Jak często należy sprawdzać stężenie kwasu moczowego i czy regularne badania profilaktyczne pomagają zapobiegać hiperurykemii i jej negatywnym skutkom w postaci np. chorób sercowo-naczyniowych?
Stężenie kwasu moczowego powinny oznaczać zwłaszcza osoby z grup wysokiego ryzyka, czyli osoby otyłe, z zespołem metabolicznym, cukrzycą i nadciśnieniem tętniczym. Jeśli chodzi o inne grupy, to myślę, że warto oznaczyć to stężenie około 30. roku życia, a już z pewnością po 40. roku życia, gdyż nawet jeśli nie ma się żadnych objawów chorób, trzeba pamiętać, że wraz z wiekiem rośnie ich ryzyko i już po 40. r.ż. wzrasta nie tylko w zakresie podwyższonego stężenia kwasu moczowego, ale również podwyższonego cholesterolu czy ciśnienia tętniczego. Warto też pamiętać, że nie ma reguły, co do określenia konkretnej regularności oznaczania stężenia kwasu moczowego, bo chociaż zwykle warto robić to raz w roku, to osoby chore, u których nie jest ono w normie, powinny wykonywać badanie częściej.
Od lipca wchodzi program rządowy Profilaktyka 40+. W pakiecie badań profilaktycznych jest też badanie poziomu stężenia kwasu moczowego. Czy według Pana jest to dobry krok dla zdrowia Polaków? Dlaczego warto skorzystać z tych badań profilaktycznych, szczególnie w okresie, gdy pandemia odpuszcza?
To jest oczywiste, że warto, bo każdy wie, że lepiej zapobiegać niż leczyć. Takie programy przeznaczone dla osób, które jeszcze nie chorują, są niezwykle ważne. Właśnie dzięki nim możemy zmniejszyć ryzyko zachorowania lub pomóc zdiagnozować chorobę na wczesnym etapie jej rozwoju.
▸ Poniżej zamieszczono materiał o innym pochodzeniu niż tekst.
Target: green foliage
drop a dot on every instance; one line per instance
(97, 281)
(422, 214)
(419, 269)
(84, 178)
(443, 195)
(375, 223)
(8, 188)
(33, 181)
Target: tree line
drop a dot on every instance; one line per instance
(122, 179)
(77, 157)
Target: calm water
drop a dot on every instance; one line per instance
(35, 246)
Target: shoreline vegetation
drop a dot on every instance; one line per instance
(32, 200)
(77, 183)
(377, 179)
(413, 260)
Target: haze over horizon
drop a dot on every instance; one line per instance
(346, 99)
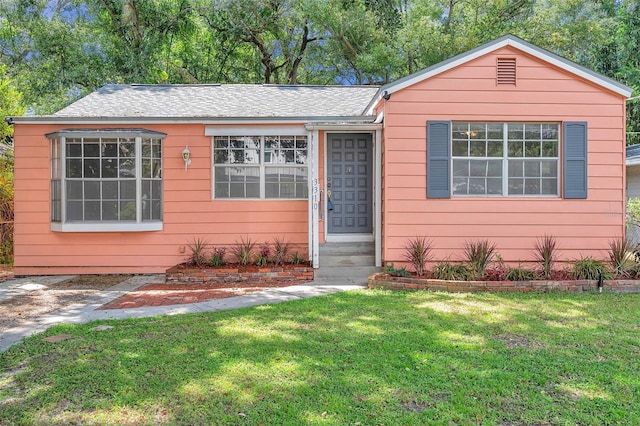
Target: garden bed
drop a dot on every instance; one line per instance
(263, 275)
(386, 281)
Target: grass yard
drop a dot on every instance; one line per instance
(355, 358)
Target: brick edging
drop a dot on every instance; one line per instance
(384, 281)
(263, 276)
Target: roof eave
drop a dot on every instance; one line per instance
(52, 119)
(507, 40)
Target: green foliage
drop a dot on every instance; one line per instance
(197, 248)
(588, 268)
(545, 253)
(417, 252)
(621, 257)
(521, 274)
(262, 258)
(479, 255)
(452, 272)
(216, 259)
(280, 251)
(368, 357)
(391, 270)
(243, 250)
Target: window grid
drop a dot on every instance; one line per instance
(101, 182)
(516, 159)
(260, 167)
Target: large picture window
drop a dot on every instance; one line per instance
(510, 159)
(106, 180)
(267, 167)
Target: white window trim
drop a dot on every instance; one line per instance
(103, 226)
(286, 131)
(505, 165)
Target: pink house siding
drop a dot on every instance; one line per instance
(189, 212)
(543, 93)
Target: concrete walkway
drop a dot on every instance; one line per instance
(85, 312)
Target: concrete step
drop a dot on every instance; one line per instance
(357, 274)
(347, 260)
(347, 249)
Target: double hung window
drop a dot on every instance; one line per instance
(260, 167)
(505, 159)
(106, 180)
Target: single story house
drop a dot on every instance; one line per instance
(507, 142)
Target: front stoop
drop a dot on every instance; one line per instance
(347, 262)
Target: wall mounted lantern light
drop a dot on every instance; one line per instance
(186, 156)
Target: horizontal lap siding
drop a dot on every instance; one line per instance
(469, 93)
(189, 213)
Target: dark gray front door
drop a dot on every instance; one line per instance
(349, 178)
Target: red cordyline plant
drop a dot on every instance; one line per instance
(418, 254)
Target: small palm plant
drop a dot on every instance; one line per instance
(479, 255)
(418, 253)
(243, 250)
(546, 253)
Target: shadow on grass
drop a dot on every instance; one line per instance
(370, 357)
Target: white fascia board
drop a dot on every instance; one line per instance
(247, 130)
(107, 227)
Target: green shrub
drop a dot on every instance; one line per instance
(391, 270)
(621, 257)
(452, 272)
(418, 253)
(479, 254)
(197, 251)
(217, 257)
(521, 274)
(545, 253)
(243, 250)
(588, 268)
(280, 251)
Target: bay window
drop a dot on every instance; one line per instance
(106, 180)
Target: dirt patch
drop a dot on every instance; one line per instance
(30, 304)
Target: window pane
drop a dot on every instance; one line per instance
(516, 149)
(74, 210)
(91, 149)
(74, 190)
(460, 149)
(92, 168)
(74, 169)
(532, 149)
(109, 168)
(531, 169)
(549, 149)
(477, 148)
(110, 210)
(92, 190)
(110, 190)
(92, 210)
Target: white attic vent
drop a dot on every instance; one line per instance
(506, 71)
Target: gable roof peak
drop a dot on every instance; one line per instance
(506, 40)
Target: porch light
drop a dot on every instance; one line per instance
(186, 156)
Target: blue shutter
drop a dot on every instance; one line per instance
(575, 159)
(438, 159)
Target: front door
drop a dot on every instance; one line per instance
(349, 183)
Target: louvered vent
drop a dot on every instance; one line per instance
(506, 71)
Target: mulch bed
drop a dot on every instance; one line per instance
(180, 294)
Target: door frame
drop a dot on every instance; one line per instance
(317, 204)
(346, 237)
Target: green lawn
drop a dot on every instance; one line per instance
(365, 357)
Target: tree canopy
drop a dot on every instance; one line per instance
(54, 51)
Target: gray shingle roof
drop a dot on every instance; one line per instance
(222, 101)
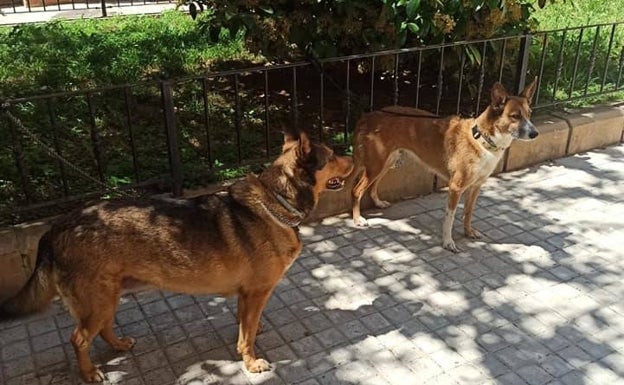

Tym sposobem nie tylko wydłużamy życie, ale również obniżamy koszty funkcjonowania systemu ochrony zdrowia. Także w kontekście hiperurykemii są one istotne, gdyż osoby po 40. roku życia nierzadko są otyłe (w czasie pandemii statystyczny Polak przybrać 6 kg!), stosują niewłaściwą dietę, w tym również z używkami, i nie są aktywne, a to wszystko sprzyja występowaniu podwyższonego poziomu stężenia kwasu moczowego. Dlatego jak najwięcej osób powinno skorzystać z programów profilaktycznych i tym samym skutecznie zadbać o zdrowie – z myślą o sobie, ale i o bliskich.